What Is Technical Analysis?
Technical Analysis is the discipline of analyzing past price action and volume to forecast future price movement. It's based on three core premises:
1. Price discounts everything. All known information is reflected in the current price. 2. Price moves in trends. Trends persist until they don't. 3. History tends to repeat. Patterns recur because human psychology is consistent.
Technical analysts use charts, indicators (RSI, MACD, moving averages), patterns (head and shoulders, flags), and support/resistance levels to identify trading opportunities.

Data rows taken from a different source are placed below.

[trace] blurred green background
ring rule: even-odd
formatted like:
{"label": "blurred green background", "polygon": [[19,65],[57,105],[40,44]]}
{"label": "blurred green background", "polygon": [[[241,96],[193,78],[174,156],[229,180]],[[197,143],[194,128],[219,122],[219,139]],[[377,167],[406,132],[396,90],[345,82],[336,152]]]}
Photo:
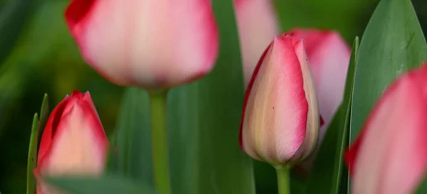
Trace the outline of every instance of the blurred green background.
{"label": "blurred green background", "polygon": [[[275,5],[280,10],[283,31],[292,27],[334,29],[351,44],[354,36],[362,36],[377,1],[276,0]],[[412,1],[427,34],[427,1]],[[82,60],[63,17],[68,2],[0,0],[1,193],[26,192],[31,122],[45,92],[53,107],[73,90],[90,91],[107,133],[115,126],[123,88],[104,80]],[[255,169],[258,193],[276,193],[273,168],[255,162]]]}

Strengths: Works across all asset classes and timeframes. Provides specific entry, stop, and target levels. Doesn't require accounting expertise.
Weaknesses: Sample bias (winning examples are remembered, losing ones forgotten). Self-fulfilling at major levels but unreliable in noise. Often fails at major fundamental inflection points.
The academic consensus is skeptical — most empirical studies find limited predictive power. However, in practice, many profitable traders use technicals successfully, suggesting the skill is in selection and execution rather than in indicators themselves.
Related terms
- Fundamental Analysis — Evaluating an asset's intrinsic value based on financial and economic factors.
- Trend — The general direction of price movement over a period — uptrend, downtrend, or sideways.
- Support and Resistance — Price levels where buying or selling pressure historically halts price movement.